The things that are really missing from this position that a future GM would need to master is finance and personnel management. You also might want someone versed in industry compliance and legal matters, but, frankly, that’s easy enough to learn.

Finally, take note of the fact that this “communications” position does not include media outreach in its description. No doubt Opus One does in fact engage in serious media communications, perhaps even outsourcing it. However, it’s ironic that today, “communications” does not explicitly include media relations. Does this mean that social media outreach and media outreach are two entirely different things. You bet it does. The latter scares most people, while the former is often seen as an entirely different skill.
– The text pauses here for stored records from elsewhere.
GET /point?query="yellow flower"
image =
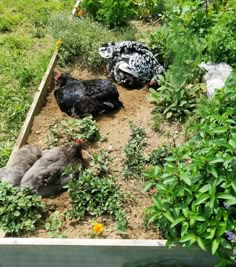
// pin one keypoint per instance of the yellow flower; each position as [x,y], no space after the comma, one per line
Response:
[98,228]
[80,13]
[58,44]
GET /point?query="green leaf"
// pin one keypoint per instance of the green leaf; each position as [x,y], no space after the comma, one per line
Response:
[168,216]
[202,199]
[157,202]
[226,196]
[177,221]
[201,243]
[187,237]
[215,245]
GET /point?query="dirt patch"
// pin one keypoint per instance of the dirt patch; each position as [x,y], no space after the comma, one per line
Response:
[115,127]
The beauty of this type of “communications” position is that it puts you in touch with and forces collaboration with members of an organization’s team located in all departments. The reason for this is that industry and consumer expectations are such that each level of a company must in some way be accessible. Additionally, the expertise lodged within each department of a company like Opus One has to be understood and viewed as a public asset; as a potential and likely spokesperson that can help the company communicate with and reach out to various sectors of the industry and public.

The Opus One Communications Manager job is an absolutely plum position for anyone thinking they want a long-term career in the wine industry. And the reach of Opus One into the three-tier channel, the DTC channel and into the web of the Napa Valley wine industry community gives the successful candidate remarkable exposures throughout the industry.

If I were 5-10 years into a career in marketing in the industry and wanted more of the same, I’d throw everything I had at obtaining this position.